Izba żołnierska była w bazie tylko jedna, za to duża: stanowił ją cały barak numer 5.
Wzdłuż lewej ściany ciągnęły się stojaki z karabinami i oporządzeniem, wzdłuż prawej łóżka i stoły. Poszczególne drużyny poodgradzały się parawanami z brezentu, tworząc namiastki koszarowych sal. Pierwsza ścianka wydzielała wartownię. Jej wyposażenie ograniczało się do stołu z gromadką taboretów i telefonu. Leżanek dla zmiany odpoczywającej nie było: spała we własnych łóżkach.
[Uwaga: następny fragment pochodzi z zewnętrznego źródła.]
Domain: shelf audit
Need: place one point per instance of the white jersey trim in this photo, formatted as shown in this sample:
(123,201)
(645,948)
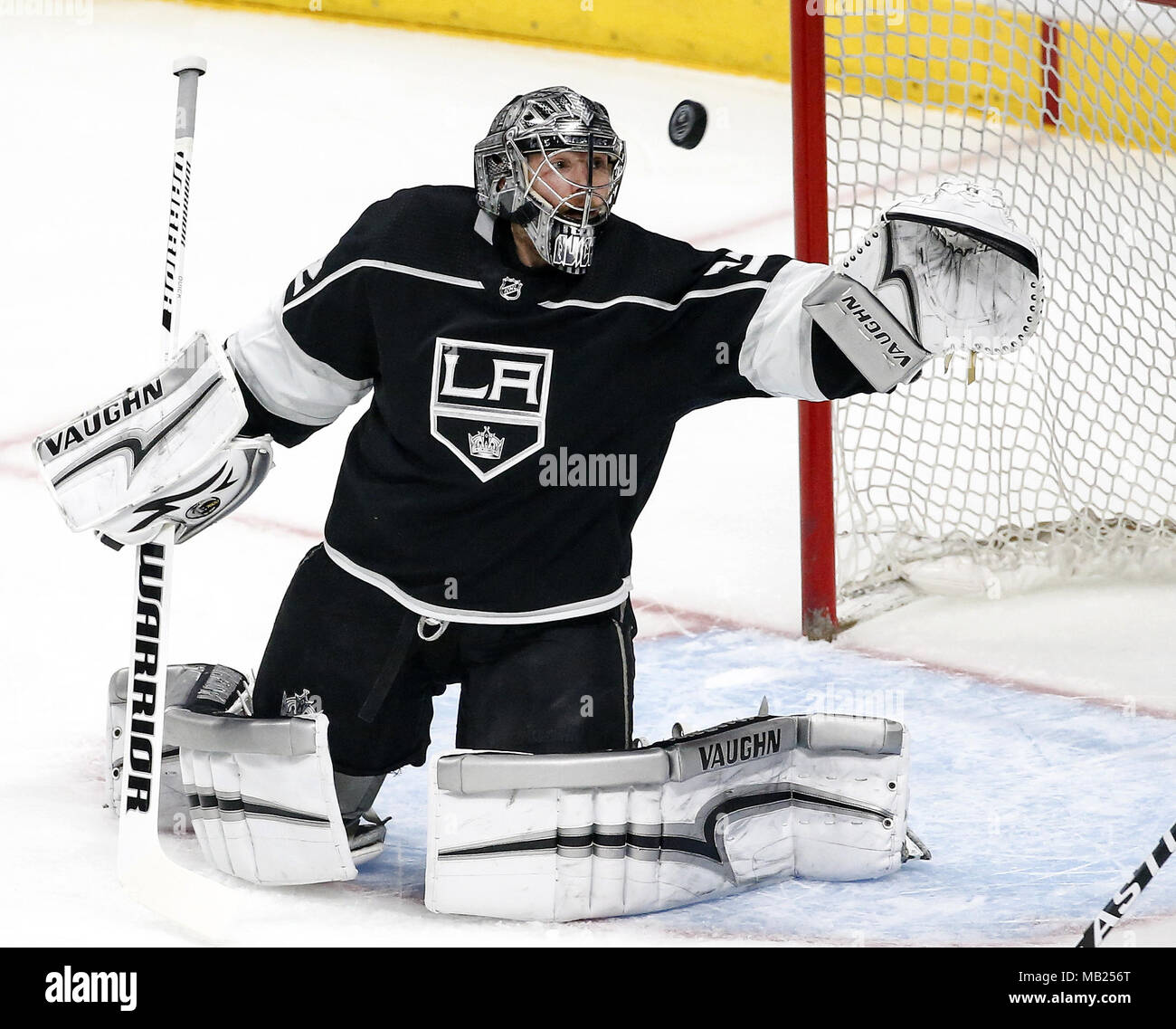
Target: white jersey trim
(553,614)
(285,379)
(384,266)
(776,356)
(650,301)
Przy stole czekało na swą kolejkę czterech chłopaków ze zmiany czuwającej.
Grali w karty i nie zwrócili na mnie uwagi.
Była pora kolacji, co tłumaczyło panującą w ogromnym pomieszczeniu pustkę. Minąłem kilka żelaznych łóżek, zasłanych nieco mniej starannie niż w prawdziwych koszarach, lecz i tak uderzająco porządnych na tle ścian z surowych bloczków betonowych, dotarłem do brezentowego parawanu oddzielającego trzecią drużynę od drugiej. Dalej kwaterowali moi saperzy, a jeszcze dalej, na samym końcu budynku, ulokowano regał z podręczną artylerią: w uchwytach stały trzy rury granatników RPG-7, a na dole, niczym buty w szafce, czekały torby z amunicją.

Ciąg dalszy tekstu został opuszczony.